So kann er den Eindruck gewinnen, dass die Sänger nicht nur
dem Chorleiter mit verhaltener Feindseligkeit begegnen, sondern
auch ihrer Profession, dem gemeinschaftlichen Singen, eher ungern
nachgehen. Da bedarf es des energischen Händeklatschens und
zusehends gröber artikulierter Aufforderungen, um sie auf ihre
Plätze zu bringen. Und auch dann ist des geselligen Kommunizierens
kein Ende bis der Meister verzweifelt ein paar Akkorde auf
den Flügel drischt oder, hilft auch das nicht, droht, den
Kram hinzuwerfen, wenn das so weitergeht.

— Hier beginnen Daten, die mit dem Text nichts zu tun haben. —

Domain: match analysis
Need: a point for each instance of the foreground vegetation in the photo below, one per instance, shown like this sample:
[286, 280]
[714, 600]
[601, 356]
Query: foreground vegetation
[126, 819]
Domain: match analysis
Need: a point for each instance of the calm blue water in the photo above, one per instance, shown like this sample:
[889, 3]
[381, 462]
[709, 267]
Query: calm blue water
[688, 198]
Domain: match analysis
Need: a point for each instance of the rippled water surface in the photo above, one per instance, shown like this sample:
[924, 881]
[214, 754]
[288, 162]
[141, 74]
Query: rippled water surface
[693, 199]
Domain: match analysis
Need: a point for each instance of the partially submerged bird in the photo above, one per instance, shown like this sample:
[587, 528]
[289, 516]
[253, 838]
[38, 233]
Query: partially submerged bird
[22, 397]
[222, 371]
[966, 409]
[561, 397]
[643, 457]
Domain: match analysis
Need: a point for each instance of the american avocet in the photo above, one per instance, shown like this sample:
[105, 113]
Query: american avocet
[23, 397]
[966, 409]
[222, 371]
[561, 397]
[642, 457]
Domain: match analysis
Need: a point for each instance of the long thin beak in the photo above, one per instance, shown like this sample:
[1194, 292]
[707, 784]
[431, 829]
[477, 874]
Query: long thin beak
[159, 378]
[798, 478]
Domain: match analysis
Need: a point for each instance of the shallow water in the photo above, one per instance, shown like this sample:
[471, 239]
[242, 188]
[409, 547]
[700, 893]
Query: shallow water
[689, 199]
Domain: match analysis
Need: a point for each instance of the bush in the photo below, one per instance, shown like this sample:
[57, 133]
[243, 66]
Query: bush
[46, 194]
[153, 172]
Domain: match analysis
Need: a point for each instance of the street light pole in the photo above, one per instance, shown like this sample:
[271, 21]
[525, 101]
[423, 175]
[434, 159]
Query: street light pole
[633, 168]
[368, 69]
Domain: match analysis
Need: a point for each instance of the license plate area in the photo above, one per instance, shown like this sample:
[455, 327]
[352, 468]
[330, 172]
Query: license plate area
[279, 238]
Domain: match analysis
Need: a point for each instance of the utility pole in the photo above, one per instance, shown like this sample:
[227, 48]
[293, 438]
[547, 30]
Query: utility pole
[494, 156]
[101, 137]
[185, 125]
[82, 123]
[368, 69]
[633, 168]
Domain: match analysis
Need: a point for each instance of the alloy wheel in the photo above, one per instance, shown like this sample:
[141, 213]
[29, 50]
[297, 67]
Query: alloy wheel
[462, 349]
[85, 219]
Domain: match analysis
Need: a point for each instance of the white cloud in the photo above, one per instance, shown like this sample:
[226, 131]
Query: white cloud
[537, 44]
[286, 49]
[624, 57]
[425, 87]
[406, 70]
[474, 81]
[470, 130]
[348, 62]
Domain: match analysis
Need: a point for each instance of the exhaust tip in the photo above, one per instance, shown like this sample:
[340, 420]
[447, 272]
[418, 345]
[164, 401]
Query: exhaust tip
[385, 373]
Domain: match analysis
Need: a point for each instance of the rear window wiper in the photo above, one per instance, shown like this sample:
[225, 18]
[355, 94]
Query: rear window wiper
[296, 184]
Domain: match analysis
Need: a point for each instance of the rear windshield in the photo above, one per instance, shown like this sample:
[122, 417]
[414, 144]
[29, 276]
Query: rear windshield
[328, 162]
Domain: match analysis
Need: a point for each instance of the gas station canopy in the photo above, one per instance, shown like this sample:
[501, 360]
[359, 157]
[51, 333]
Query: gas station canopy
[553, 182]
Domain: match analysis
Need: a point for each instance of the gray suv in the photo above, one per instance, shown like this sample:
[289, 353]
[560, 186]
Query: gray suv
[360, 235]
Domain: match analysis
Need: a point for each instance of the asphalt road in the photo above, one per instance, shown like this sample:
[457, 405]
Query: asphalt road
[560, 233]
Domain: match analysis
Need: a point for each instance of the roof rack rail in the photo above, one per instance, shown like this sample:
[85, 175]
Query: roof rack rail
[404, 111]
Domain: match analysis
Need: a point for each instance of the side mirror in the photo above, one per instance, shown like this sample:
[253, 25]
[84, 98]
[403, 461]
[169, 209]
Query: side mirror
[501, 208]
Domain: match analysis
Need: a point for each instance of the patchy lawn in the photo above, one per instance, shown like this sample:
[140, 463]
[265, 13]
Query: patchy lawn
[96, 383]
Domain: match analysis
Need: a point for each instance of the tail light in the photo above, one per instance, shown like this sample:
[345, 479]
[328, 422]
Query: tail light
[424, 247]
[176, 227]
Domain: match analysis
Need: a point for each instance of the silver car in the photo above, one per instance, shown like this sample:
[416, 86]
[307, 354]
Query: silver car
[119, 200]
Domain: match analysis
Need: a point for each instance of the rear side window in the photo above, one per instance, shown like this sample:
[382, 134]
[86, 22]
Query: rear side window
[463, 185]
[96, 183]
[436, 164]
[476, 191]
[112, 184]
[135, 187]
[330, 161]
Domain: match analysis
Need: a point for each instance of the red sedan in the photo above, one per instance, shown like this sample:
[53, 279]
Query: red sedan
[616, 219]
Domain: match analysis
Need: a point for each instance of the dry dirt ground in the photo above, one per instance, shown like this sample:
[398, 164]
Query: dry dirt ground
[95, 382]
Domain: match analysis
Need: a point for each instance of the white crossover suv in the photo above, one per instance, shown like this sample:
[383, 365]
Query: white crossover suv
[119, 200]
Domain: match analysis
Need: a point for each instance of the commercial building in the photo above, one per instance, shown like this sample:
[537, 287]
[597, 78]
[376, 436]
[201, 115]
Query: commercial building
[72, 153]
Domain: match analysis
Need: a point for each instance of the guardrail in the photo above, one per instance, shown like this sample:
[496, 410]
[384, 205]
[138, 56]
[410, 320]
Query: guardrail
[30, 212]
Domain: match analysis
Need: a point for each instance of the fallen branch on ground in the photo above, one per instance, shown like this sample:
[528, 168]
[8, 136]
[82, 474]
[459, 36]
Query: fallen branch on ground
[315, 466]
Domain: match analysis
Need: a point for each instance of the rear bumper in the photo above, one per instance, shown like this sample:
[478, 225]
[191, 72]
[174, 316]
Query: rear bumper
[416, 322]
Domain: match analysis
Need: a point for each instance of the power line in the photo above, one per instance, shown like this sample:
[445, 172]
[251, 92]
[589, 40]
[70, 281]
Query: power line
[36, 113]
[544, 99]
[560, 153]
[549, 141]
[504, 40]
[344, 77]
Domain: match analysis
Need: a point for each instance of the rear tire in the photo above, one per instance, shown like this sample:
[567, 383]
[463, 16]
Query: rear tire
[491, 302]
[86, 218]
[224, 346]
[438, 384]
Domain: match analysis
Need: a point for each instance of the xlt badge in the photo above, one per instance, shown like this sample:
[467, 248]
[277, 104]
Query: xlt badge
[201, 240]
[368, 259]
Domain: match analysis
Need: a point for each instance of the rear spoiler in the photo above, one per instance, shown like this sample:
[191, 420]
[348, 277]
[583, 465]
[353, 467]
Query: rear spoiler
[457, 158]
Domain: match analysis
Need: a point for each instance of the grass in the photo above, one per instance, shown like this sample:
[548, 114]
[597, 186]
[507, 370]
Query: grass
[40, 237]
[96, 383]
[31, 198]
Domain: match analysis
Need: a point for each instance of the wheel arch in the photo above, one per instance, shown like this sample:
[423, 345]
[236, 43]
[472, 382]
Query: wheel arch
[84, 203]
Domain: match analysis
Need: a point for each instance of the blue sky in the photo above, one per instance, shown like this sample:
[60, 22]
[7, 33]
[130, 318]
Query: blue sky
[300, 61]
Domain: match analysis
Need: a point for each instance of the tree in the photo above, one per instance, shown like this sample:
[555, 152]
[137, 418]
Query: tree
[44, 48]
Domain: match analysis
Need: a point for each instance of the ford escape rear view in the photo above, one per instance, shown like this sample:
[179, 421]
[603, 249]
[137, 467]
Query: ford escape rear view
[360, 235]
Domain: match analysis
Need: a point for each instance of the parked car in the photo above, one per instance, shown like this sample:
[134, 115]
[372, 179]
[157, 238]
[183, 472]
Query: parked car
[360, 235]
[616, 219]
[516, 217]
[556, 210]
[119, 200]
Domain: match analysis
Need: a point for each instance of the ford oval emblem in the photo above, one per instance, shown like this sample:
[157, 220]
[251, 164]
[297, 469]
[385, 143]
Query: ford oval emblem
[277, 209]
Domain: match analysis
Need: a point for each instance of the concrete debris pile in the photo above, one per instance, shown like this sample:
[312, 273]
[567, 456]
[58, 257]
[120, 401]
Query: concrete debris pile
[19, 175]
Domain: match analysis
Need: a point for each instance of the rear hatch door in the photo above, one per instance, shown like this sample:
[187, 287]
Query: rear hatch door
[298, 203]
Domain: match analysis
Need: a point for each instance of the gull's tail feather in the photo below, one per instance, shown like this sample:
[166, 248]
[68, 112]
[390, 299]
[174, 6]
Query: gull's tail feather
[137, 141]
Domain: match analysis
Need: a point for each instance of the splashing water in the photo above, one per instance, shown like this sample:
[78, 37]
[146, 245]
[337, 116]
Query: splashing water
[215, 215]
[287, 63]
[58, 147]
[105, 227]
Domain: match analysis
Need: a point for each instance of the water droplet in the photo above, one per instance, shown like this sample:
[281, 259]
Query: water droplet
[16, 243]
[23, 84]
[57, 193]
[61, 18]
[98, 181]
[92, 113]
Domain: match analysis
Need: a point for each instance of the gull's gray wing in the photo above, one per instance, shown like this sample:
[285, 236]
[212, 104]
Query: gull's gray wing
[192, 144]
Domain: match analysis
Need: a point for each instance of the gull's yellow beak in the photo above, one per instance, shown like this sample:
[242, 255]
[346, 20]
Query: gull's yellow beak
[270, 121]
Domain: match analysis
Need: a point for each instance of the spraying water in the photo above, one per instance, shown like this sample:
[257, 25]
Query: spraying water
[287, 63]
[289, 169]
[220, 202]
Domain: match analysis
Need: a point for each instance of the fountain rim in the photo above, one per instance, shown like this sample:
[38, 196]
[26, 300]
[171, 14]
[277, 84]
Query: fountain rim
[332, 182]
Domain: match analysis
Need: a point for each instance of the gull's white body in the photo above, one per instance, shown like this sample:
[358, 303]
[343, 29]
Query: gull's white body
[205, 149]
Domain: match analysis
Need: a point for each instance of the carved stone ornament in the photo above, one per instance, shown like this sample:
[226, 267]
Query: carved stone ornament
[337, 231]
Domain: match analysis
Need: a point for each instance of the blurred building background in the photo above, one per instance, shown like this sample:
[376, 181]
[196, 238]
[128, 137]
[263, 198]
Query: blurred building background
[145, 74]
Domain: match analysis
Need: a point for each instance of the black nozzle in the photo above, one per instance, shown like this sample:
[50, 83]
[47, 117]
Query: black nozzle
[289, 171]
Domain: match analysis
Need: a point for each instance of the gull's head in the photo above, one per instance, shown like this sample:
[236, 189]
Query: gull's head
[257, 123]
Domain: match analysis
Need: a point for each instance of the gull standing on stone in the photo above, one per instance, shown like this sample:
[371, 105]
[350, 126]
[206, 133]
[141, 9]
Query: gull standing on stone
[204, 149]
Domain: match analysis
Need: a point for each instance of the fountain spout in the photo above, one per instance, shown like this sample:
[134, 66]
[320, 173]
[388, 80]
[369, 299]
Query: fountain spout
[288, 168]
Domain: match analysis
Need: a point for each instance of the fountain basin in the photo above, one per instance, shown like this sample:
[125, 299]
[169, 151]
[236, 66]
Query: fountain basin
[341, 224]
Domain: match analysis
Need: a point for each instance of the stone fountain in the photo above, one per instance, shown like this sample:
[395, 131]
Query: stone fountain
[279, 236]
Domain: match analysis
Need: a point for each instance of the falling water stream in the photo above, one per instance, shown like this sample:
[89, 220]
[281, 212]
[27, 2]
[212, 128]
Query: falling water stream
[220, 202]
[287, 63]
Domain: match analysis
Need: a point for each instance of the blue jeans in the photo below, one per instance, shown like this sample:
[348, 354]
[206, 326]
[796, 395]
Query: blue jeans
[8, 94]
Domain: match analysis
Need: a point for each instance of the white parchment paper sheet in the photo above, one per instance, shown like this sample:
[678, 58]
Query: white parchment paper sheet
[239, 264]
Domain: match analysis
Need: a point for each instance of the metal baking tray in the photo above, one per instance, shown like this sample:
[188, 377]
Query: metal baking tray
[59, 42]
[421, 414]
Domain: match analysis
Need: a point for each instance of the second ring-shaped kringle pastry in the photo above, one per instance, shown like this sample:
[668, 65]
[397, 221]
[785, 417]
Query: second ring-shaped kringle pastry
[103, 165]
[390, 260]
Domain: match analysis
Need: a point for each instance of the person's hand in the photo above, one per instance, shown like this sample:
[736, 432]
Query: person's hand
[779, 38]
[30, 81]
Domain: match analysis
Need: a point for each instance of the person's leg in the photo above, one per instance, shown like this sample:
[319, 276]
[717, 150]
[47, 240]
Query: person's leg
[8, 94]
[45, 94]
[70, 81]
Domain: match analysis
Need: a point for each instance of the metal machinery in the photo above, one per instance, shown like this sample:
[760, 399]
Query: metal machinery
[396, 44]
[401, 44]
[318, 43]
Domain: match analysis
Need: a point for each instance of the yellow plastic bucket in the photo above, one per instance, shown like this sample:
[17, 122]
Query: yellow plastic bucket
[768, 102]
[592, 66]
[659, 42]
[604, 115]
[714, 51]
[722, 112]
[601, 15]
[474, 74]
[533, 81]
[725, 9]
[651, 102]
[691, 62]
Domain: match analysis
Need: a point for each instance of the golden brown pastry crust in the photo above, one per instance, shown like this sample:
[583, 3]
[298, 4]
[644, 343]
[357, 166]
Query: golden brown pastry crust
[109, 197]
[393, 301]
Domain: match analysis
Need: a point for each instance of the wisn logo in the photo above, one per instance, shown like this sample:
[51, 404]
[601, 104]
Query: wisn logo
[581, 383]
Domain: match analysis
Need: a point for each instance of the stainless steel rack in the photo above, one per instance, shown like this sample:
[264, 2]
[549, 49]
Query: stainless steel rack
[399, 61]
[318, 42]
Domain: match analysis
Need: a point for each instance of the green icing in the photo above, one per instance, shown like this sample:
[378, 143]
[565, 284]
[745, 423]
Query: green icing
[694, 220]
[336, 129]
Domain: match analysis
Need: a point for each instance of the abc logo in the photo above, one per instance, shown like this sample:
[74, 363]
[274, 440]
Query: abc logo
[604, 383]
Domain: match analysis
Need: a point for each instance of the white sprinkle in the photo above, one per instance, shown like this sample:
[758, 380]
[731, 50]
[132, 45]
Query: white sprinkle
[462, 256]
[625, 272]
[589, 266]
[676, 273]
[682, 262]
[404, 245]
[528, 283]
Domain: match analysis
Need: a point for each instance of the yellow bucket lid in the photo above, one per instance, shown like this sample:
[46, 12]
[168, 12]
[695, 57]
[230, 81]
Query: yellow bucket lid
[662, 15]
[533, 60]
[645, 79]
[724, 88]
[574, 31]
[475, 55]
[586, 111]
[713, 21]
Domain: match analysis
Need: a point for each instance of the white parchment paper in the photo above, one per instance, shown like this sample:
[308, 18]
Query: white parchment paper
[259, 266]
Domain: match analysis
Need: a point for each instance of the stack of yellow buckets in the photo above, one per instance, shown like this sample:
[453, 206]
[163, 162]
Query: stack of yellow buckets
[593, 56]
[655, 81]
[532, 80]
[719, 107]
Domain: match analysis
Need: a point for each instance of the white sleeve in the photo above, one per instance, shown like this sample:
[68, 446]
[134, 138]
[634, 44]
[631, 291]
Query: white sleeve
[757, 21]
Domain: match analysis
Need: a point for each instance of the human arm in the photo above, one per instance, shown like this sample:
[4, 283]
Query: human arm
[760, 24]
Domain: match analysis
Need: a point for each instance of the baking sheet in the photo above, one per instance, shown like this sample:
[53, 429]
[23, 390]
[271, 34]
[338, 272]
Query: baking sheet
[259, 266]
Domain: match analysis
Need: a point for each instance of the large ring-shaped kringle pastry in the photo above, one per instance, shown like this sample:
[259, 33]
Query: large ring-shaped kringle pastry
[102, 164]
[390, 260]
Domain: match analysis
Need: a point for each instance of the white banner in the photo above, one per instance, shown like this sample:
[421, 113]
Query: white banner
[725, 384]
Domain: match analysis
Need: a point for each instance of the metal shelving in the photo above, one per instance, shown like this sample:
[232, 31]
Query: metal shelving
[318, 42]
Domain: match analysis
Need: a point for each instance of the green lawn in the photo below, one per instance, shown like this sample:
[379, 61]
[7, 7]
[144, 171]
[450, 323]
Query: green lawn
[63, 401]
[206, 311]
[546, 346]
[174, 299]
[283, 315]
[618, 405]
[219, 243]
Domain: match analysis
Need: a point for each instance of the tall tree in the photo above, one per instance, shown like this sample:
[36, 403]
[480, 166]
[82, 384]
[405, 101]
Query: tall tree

Indes ist ja nicht nur die Lage des Dirigenten, sondern eben auch
die des Sängers kaum beneidenswert. Tatsächlich vermag
sie manche charakterliche Deformation zu erklären. Da sitzen
80 von des Tages Mühsal angemüdete Sänger (beiderlei
Geschlechts) vor einem ausgeruhten oder doch so wirkenden Maestro
und werden rüde, mit fantasievollen Schmähungen, zu Höchstleistungen
angehalten: Es jubilieren mal wieder die Gedärme
oder Das klingt ja wie ein Ofenrohr im Mozartrausch
das sind noch die netteren Einfälle, die in der Regel
auch nicht ohne Heiterkeitserfolg bleiben.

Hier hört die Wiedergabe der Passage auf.